Einen generellen Überblick über die Ausstellung „Jean Dubuffet – Metamorphosen der Landschaft“ gibt Raphael Bouvier im exklusiven Interview mit MusErMeKu.

 

>>> Dieser Beitrag entstand im Rahmen der Bloggerreise #Dubuffet / #LoveBasel. Die Reise wurde von der Fondation Beyeler, Art & Design Museums Basel / Basel Tourismus initiiert und finanziert.

Header-Bild: Angelika Schoder – Basel/Riehen 2016

4 thoughts on “Tanz der Strichmännchen – Jean Dubuffets Coucou Bazar in der Fondation Beyeler

  1. Dr. Simon Deichsel Antworten

    Das ist absolut beeindruckend! Und noch beeindruckender muss es damals gewesen sein. Kennen Sie die Gründe, warum man die Erfahrung nicht komplett rekonstruiert hat? Vermutlich hat der schnöde Mammon schuld: Man müsste wohl Replikationen anfertigen und die kosten viel, sind aber am Kunstmarkt nichts wert.

    • Angelika Schoder Autor des Beitrages

      Hallo Herr Deichsel,

      tatsächlich ist es sehr schade, dass nur noch zwei Figuren des Werks bewegt werden können und dass diese quasi außerhalb des „Coucou Bazar“ agieren und nicht innerhalb der ursprünglich beweglichen Kulissen.
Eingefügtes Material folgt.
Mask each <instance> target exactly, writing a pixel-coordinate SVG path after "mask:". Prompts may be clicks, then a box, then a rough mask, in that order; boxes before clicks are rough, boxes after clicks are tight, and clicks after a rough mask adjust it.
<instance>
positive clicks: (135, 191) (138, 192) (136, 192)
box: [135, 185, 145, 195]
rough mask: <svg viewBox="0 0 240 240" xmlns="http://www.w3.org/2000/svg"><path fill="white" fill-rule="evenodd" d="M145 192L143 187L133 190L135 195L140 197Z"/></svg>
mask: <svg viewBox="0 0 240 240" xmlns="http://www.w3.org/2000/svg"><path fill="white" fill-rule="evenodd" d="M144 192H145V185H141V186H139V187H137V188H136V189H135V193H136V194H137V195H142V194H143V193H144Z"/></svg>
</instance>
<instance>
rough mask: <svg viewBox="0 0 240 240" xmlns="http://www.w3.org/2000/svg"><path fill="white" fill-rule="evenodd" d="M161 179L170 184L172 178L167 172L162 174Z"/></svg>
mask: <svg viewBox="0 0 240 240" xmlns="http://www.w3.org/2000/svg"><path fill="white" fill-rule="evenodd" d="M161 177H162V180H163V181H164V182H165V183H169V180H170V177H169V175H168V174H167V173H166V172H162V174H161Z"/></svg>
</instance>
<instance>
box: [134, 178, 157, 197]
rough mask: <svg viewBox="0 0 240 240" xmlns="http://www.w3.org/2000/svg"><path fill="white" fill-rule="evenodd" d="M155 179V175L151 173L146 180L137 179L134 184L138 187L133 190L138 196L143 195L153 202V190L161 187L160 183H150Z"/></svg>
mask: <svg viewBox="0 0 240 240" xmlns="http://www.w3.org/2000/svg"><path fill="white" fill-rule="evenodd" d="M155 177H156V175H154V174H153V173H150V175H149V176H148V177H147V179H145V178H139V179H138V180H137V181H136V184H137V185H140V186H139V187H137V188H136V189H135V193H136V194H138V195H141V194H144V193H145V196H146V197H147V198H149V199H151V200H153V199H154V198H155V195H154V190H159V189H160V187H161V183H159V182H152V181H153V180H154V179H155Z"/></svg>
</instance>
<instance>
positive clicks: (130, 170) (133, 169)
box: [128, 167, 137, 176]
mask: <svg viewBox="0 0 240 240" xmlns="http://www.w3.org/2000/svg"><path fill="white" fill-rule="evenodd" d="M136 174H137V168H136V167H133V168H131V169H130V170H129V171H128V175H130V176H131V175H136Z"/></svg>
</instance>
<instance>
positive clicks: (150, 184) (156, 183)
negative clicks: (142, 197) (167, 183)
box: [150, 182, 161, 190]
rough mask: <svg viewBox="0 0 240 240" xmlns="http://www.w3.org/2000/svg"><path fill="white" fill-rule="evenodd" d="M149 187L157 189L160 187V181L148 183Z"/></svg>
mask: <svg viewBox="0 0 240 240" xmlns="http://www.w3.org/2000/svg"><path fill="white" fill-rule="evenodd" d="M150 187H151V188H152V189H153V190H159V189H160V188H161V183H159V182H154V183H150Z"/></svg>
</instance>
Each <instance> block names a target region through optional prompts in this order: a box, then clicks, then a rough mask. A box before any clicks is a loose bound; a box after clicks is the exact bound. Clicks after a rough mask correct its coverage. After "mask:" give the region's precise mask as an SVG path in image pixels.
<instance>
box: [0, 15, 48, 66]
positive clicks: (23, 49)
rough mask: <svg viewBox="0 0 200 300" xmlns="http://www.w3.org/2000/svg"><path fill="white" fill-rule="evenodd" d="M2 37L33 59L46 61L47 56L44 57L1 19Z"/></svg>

Trotzdem ist es natürlich sehr beeindruckend, wenn die beiden Figuren durch das Museum schreiten und miteinander und auch mit den Besuchern interagieren.

      Vielleicht kann hier das Museum etwas dazu sagen, warum nur noch zwei Figuren durch Tänzer bewegt werden dürfen und warum nicht der ganze (oder ein größerer Teil) des „Coucou Bazar“ rekonstruiert wird, um aufgeführt zu werden.
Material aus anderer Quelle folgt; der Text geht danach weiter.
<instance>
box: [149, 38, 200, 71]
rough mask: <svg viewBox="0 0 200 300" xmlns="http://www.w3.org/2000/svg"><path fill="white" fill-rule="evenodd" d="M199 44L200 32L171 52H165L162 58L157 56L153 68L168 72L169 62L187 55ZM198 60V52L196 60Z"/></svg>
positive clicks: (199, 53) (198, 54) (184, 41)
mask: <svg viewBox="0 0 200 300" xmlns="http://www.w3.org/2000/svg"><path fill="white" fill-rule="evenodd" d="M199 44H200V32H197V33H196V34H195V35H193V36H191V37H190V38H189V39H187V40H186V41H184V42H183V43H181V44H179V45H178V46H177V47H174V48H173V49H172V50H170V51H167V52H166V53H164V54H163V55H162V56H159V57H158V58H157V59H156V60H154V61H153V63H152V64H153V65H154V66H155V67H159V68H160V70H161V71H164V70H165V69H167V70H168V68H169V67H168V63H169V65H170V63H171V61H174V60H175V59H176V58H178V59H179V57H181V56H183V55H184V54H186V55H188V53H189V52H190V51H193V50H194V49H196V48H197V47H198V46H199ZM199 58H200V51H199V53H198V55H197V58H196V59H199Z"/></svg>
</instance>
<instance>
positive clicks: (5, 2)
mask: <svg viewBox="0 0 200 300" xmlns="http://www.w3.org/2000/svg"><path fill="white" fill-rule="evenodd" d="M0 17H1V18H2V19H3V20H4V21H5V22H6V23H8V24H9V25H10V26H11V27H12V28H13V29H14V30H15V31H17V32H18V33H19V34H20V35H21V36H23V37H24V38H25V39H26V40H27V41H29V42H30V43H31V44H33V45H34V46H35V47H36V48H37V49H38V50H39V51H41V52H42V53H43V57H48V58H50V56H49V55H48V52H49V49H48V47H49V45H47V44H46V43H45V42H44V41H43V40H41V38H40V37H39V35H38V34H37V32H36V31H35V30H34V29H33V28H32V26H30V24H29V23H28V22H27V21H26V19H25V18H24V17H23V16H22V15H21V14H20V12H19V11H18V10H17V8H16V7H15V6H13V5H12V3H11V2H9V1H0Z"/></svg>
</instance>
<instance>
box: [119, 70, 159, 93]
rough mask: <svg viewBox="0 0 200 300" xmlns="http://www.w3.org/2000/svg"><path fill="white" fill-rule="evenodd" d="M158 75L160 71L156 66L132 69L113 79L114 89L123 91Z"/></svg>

      Viele Grüße, Angelika

  2. Christine Burger Antworten

    Lieber Herr Deichsel

    Der Grund warum nicht das gesamte Bühnenstück aufgeführt werden kann, liegt in der Fragilität der einzelnen Elemente. Die beiden Figuren Neanter und Le Patibulaire, welche bei uns in der Fondation Beyeler im Moment zu sehen sind, sind tatsächlich die einzigen, welche noch von Tänzern animiert werden dürfen. Es handelt sich dabei auch um Original-Kostüme aus der Zeit von Dubuffet, nicht um Replikationen.
    Ich hoffe dies beantwortet Ihre Frage?

    Herzliche Grüsse,
    Christine Burger, kuratorische Assistentin, Fondation Beyeler

    • Angelika Schoder Autor des Beitrages

      Hallo Frau Burger,

      vielen Dank für Ihre Rückmeldung! Dann hatte ich wohl eine Fehlinformation, denn mir wurde vor Ort im Museum gesagt, dass eines der beiden Kostüme bereits eine Replik ist.